In another sign of corporations’ rising voice amid frustration with President Trump, Cook tells the New York Times‘ Andrew Ross Sorkin: “I think we have a moral responsibility to help grow the economy, to help grow jobs, to contribute to this country and to contribute to the other countries that we do business in.”

Cook said he did not seek to be an advocate on issues like climate change, education and job creation, but feels he has been “thrust into the role.” Other high-profile business leaders have been similarly active — and politically divisive — stances on hot-button topics. As CEO of Apple, the world’s most valuable company, however, Cook’s statements often make headlines.

“The reality is that government, for a long period of time, has for whatever set of reasons become less functional and isn’t working at the speed that it once was,” Cook said. “And so it does fall, I think, not just on business but on all other areas of society to step up.”

Cook’s sense of social responsibility has recently been on full display, in the wake of the racially charged clashes in Charlottesville, Va. He emailed employees to fulminate against president Donald Trump’s condemnation of “both sides” at the far-right rally, saying that equating white supremacists with their opponents “runs counter to our ideals as Americans.”

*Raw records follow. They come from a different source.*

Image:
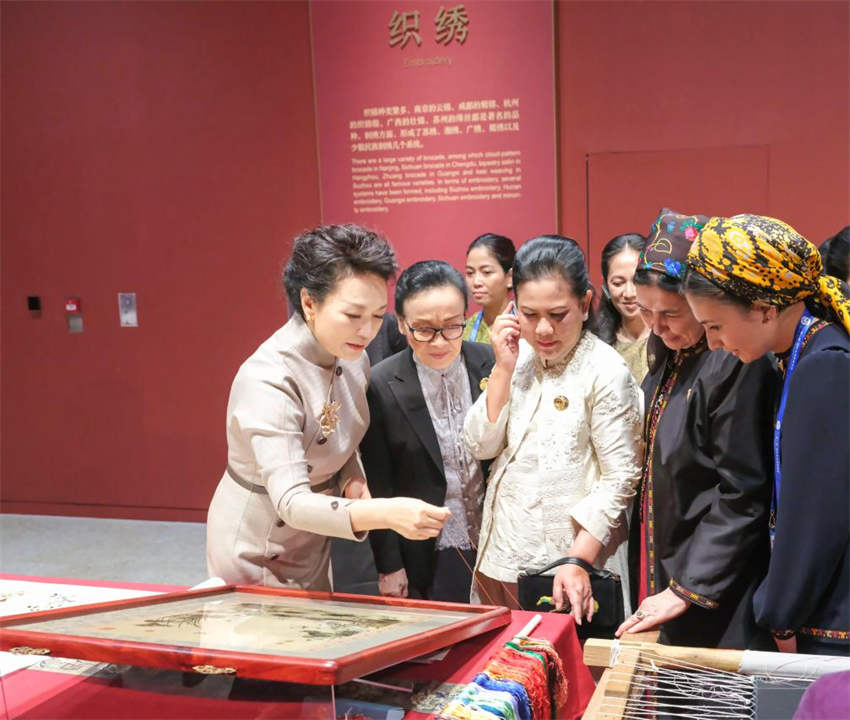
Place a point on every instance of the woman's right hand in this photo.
(504, 337)
(393, 584)
(415, 519)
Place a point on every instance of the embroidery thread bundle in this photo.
(525, 680)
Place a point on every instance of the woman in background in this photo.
(561, 416)
(488, 277)
(757, 287)
(619, 322)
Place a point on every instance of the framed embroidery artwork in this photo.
(255, 632)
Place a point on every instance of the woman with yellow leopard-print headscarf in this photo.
(757, 286)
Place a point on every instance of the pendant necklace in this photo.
(329, 418)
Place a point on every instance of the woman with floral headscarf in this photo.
(757, 287)
(701, 520)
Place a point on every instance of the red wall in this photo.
(166, 149)
(726, 76)
(169, 149)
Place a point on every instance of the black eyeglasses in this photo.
(449, 332)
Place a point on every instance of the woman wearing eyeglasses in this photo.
(418, 399)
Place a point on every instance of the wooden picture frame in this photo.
(317, 638)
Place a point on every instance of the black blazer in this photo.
(401, 454)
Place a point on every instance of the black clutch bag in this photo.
(535, 593)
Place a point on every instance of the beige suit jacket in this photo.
(278, 500)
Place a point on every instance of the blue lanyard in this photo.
(799, 339)
(477, 324)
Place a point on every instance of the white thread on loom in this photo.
(687, 690)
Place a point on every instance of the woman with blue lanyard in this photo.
(757, 286)
(488, 276)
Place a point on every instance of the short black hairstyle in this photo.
(608, 318)
(499, 246)
(324, 255)
(656, 278)
(425, 275)
(547, 255)
(835, 253)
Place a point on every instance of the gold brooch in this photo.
(329, 418)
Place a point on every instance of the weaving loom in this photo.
(647, 680)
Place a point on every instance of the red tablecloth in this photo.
(144, 693)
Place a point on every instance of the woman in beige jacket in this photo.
(561, 416)
(296, 415)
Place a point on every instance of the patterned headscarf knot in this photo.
(670, 238)
(760, 259)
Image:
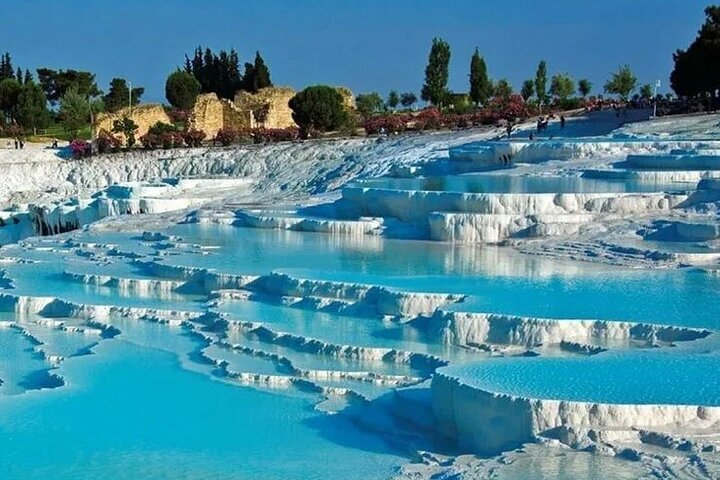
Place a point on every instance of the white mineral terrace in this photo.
(447, 291)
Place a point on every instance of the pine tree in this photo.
(622, 83)
(32, 111)
(480, 84)
(6, 68)
(527, 90)
(248, 78)
(393, 99)
(436, 73)
(118, 95)
(584, 87)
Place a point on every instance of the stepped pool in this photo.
(321, 347)
(176, 381)
(508, 183)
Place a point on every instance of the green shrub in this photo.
(318, 108)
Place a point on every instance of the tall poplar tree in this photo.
(436, 73)
(481, 87)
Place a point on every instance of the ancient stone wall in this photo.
(210, 114)
(145, 116)
(269, 106)
(348, 98)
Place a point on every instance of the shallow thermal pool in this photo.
(508, 183)
(142, 398)
(631, 378)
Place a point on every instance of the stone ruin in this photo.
(145, 116)
(211, 114)
(267, 108)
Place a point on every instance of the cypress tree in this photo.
(261, 77)
(436, 73)
(541, 83)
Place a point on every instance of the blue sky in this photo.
(366, 45)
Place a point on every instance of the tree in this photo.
(261, 74)
(408, 99)
(32, 111)
(527, 90)
(436, 73)
(74, 111)
(119, 95)
(503, 89)
(10, 90)
(318, 108)
(217, 73)
(646, 92)
(696, 71)
(562, 86)
(584, 87)
(541, 83)
(56, 84)
(6, 68)
(621, 83)
(481, 88)
(181, 89)
(368, 104)
(393, 99)
(127, 127)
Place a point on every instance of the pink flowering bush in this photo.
(80, 149)
(387, 123)
(511, 108)
(226, 136)
(108, 143)
(194, 138)
(269, 135)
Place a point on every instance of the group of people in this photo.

Cook talked up Apple’s recently-launched app-coding courses, which are being offered at dozens of community colleges in the U.S. The courses teach people how to develop apps using Apple’s own Swift coding language, so they are geared towards building up Apple’s own iPhone and iPad app ecosystem.

Tim Cook, an Alabama native who came up through the industry’s operations and engineering side, has kept a mostly low profile during his six years as CEO. That makes these comments quite telling, both about his rising comfort in the spotlight, and his embrace of a more public face for the world’s most profitable company.